De acordo com o Instituto de Pesquisas Tecnológicas (IPT), o lixão é uma forma inadequada de destino final de rejeitos, que se caracteriza pelo descarte de lixo sobre o solo, sem medidas de proteção ao meio ambiente ou à saúde pública. Devido a isso, a Politica Nacional de Resíduos (PNRS) criou em 2010 a lei nº 12.305/10 para tratar de resíduos sólidos, os rejeitos e para o incentivo do descarte correto.

A lei também propõe o reaproveitamento e incentivo a reciclagem. Os estados deveriam encerrar os lixões a céu aberto até o dia 2 de agosto de 2014 , mas o prazo não foi cumprido e as capitais e municípios teriam até o dia 31 de julho de 2018 para se adequar a norma.

Mais uma vez os estados não conseguiram cumprir a data estipulada e as cidades com 50 a 100 mil habitantes teriam ate o dia 31 de julho de 2020 para fechar os lixões. Já os municípios com menos de 50 mil habitantes teriam até dia 31 de julho de 2021 para o cumprimento da lei. Porem, um novo projeto de lei já aprovada e prorrogou a data ate 2024.

Os impactos dos lixões ao meio ambiente

A decomposição do lixo produz gás metano (CH4), que é responsável pelo efeito estufa e o chorume, liquido produzido pela decomposição da matéria orgânica caracterizada pela cor escura e o mal cheiro que atrai moscas e roedores. O maior risco que o chorume fornece é a contaminação do lençol freático e as águas próximas, principalmente de rios e córregos.

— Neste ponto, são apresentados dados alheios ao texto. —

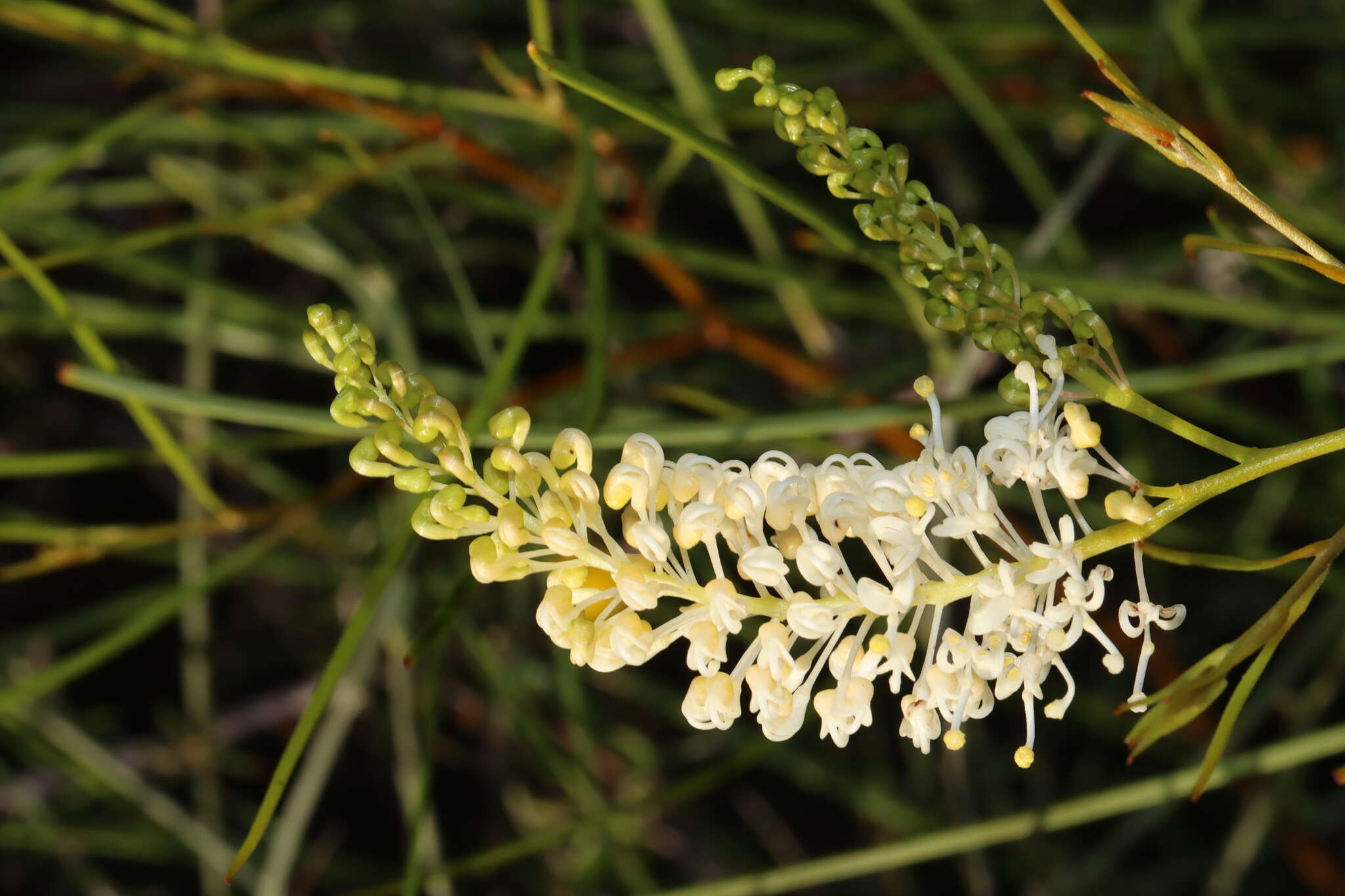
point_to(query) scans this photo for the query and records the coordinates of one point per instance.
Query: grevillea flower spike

Outro fator de risco na área são os catadores de lixo que ignoram qualquer forma de prevenção de doenças e entram de forma despreparada para realizar a coleta.

Lixos e igarapés

De acordo com a Secretaria Municipal de Limpeza Urbana (Semulsp), entre janeiro a outubro de 2020, cerca de 497.237 toneladas de lixo foram coletas e direcionadas para o aterro, sendo que a coleta domiciliar representou 67,4% desse total e a média diária alcançou a marca de 1.630 toneladas. Nas coletas relacionadas aos igarapés e rios de Manaus, são 27 toneladas de lixos recolhidas diariamente, gerando gasto de aproximadamente R$ 950 mil por mês para a limpeza desses ambientes.

Reciclagem 

Foto :Euzivaldo Queiroz/Reprodução

Cerca de 40% das prefeituras ainda descartam o lixo em lixões a céu aberto e aterros sanitários, o que resulta em uma perca anual de R$ 120 bilhões em produtos que poderiam ter sido reciclados. Segundo o Ministério do Meio ambiente, apesar dos grandes volumes de lixo recolhidos, menos da metade dos municípios do Brasil contam com planos para a reciclagem do material coletado.

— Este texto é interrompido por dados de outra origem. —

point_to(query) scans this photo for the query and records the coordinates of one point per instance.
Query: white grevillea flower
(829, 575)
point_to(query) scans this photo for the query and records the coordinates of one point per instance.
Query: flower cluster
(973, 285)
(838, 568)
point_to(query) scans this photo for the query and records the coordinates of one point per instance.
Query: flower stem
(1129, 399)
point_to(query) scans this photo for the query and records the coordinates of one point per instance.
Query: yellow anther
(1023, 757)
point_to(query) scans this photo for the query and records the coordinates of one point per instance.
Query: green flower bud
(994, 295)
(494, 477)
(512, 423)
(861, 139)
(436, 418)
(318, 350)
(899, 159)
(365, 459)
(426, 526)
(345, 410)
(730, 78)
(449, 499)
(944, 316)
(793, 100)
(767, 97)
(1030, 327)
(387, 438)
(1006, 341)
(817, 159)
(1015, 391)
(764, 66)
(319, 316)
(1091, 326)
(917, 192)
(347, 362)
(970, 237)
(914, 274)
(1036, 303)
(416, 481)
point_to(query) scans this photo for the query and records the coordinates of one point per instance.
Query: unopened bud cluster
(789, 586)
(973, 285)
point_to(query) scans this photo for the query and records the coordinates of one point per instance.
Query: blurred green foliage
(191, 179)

Em Manaus, um dos projetos voltados a incentivo da coleta seletiva foi uma parceria público-privada com supermercados onde foram instalados Pontos de Entrega Voluntária (PEVs). O depósito dos materiais podem ser feitos nas localidades disponíveis aqui.

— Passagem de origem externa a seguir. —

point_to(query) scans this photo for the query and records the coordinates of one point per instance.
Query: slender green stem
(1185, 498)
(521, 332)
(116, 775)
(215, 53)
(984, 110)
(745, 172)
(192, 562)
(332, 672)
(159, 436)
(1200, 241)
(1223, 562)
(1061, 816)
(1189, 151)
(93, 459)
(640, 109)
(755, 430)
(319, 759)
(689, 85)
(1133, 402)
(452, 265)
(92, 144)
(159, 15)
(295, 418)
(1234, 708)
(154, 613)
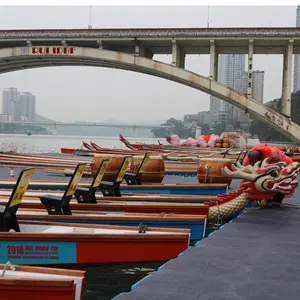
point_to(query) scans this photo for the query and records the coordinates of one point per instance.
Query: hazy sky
(98, 94)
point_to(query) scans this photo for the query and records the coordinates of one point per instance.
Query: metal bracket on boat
(143, 228)
(8, 265)
(219, 219)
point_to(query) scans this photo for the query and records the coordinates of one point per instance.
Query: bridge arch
(21, 58)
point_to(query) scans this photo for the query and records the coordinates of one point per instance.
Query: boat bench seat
(132, 178)
(110, 188)
(85, 195)
(56, 204)
(52, 197)
(59, 229)
(82, 189)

Para as pessoas que precisam descartar grandes objetos, a prefeitura de Manaus disponibiliza o serviço de coleta desses materiais. O agendamento é feito de forma gratuita, precisando apenas entrar em contato com a Semulsp via WhatsApp, através dos números (92) 98415-9563 ou 98459-5618, nos horários de 8h às 16h, e informar quais os objetos deseja recolher. Em seguida, é marcado o dia para que a equipe vá até o endereço recolher os resíduos.

Aterro sanitário x lixões

Os aterros sanitários são projetados para o descarte seguro do lixo urbano, tendo um controle, recolhimento e tratamento do chorume e do biogás, assim como a impermeabilização. Já nos lixões a céu aberto, o controle da questão ambientação não é feito e o chorume penetra no solo, contaminando o ambiente.

Alternativas para diminuir a produção de lixo

De acordo com o Instituto Brasileiro de Geografia e Estatísticas (IBGE), o brasileiro geram cerca de 230.00 toneladas de lixo diariamente. Algumas medidas simples no dia a dia podem beneficiar o meio ambiente e o consumidor como a colaboração com a coleta seletiva onde muitos profusos que seriam descartados, passam por um processo para a reutilização.

Outro habito simples é o uso de refil dos produtos a granel como os grãos e cereais, produtos de higiene e sabonetes líquidos. Essa atitude ajuda a reduzir a quantidade de plásticos e outros materiais poluentes usados na fabricação das embalagens. Da mesma forma que a não utilização de produtos descartáveis como copos e talheres.

A reutilização de roupas e acessórios também ajudam na redução do lixo, assim como a opção de leitura online, que reduzem o uso do papel impresso, ja que em sua composição, diversos produtos químicos são utilizados.